The United States and its allies should be able to determine within weeks whether North Korea's nuclear test involved a hydrogen bomb — as it claimed — or a far less powerful atomic bomb using a network of seismic and other devices that detect and measure nuclear explosions.
"They have pretty much surrounded North Korea," said Greg Thielmann, an analyst at the Arms Control Association and former State Department intelligence analyst. "My guess is within a couple weeks the U.S. will have reached some conclusions."
Experts will analyze both the size of the explosion and the radioactive particles emitted by the detonation, Thielmann and other analysts said.
H-bombs are more complex and difficult to make because they require fusion, or fusing of atoms, rather than fission, the splitting of atoms that creates the power of atomic bombs.
Experts are already skeptical that North Korea detonated an hydrogen bomb, despite claims from the capital Pyongyang.
Initial reports suggest the North Korean test yielded a six kiloton explosion, which would be significantly smaller than what a hydrogen bomb would typically produce, said Michaela Dodge, an analyst at Heritage Foundation, a Wasington-based think tank.

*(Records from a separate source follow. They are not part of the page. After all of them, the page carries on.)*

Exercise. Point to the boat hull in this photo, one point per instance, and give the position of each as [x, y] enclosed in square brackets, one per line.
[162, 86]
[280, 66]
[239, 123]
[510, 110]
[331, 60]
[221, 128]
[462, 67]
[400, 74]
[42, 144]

The yield is more comparable to previous atomic bomb tests by North Korea.
A network of devices that measure seismic activity, called the International Monitoring System, have been established around the world as part of the international Comprehensive Test Ban Treaty.
The treaty organization has encouraged countries to allow monitors to be placed within their borders.
In addition, the United States has independent technical monitoring systems designed to measure such tests, including spy satellites and aircraft that can scoop up particles discharged by nuclear explosions.
"Much can be learned by the type of particles that are released," Thielman said. "That is what would definitely tell those countries monitoring what the bomb was made of."